The equivalent resistance of the parallel circuit.

Answer to Problem 16PP

  $20\Omega$

Explanation of Solution

Given:

The potential applied, $V=12.0\text{V}$

The first resistor, $R_1=120.0\Omega$

The second resistor, $R_2=60\Omega$

The third resistor, $R_3=40.0\Omega$

Formula used:

In parallel combination of resistors, the net resistance is,

  $\frac{1}{R_n}=\frac{1}{R_1}+\frac{1}{R_2}+\frac{1}{R_3}$

Calculation:

Using above formula, the net resistance will be,

  $\begin{array}{l}\frac{1}{R_n}=\frac{1}{120}+\frac{1}{60}+\frac{1}{40}\\ R_n=20\Omega \end{array}$

Conclusion:

Hence, the net resistance of the parallel combination is $20\Omega$ .

b.

To determine

The net current through the parallel circuit.

Answer to Problem 16PP

  $20\Omega$

Explanation of Solution

Given:

The potential applied, $V=12.0\text{V}$

The first resistor, $R_1=120.0\Omega$

The second resistor, $R_2=60\Omega$

The third resistor, $R_3=40.0\Omega$

From part (a), the net resistance, $R_n=20.0\Omega$

Formula used:

Ohm’s law,

  $V=IR$

Where,V is the voltage, I is the current and R is the resistance.

Calculation:

Using above formula, the net current through the circuit will be,

  $\begin{array}{l}V=I_n{R}_n\\ I_n=0.6\text{A}\end{array}$

Conclusion:

Hence, the net current through the parallel combination is $0.6\text{A}$ .

c.

To determine

The current through each resistor.

Answer to Problem 16PP

  $I_1=0.1\text{A}$ , $I_2=0.2\text{A}$ , and $I_3=0.3\text{A}$ .

Explanation of Solution

Given:

The potential applied, $V=12.0\text{V}$

The first resistor, $R_1=120.0\Omega$

The second resistor, $R_2=60\Omega$

The third resistor, $R_3=40.0\Omega$

From part (a), the net resistance, $R_n=20.0\Omega$

Formula used:

Ohm’s law,

  $V=IR$

Where,V is the voltage, I is the current and R is the resistance.

Calculation:

It is known that in parallel, potential remains same.
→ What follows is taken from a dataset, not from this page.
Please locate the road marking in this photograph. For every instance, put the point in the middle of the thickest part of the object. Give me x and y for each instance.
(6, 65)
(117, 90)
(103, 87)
Thus, the current through the first resistor is,

  $\begin{array}{c}V=I_1{R}_1\\ I_1=\frac{12}{120}\\ =0.1\text{A}\end{array}$

Similarly, the current through the second resistor is,

  $\begin{array}{c}V=I_2{R}_2\\ I_2=\frac{12}{60}\\ =0.2\text{A}\end{array}$

And, the current through the third resistor is,

  $\begin{array}{c}V=I_3{R}_3\\ I_3=\frac{12}{40}\\ =0.3\text{A}\end{array}$

Conclusion:

Hence, it can be observed that the net current through the circuit is equal to the sum of the current through each resistor.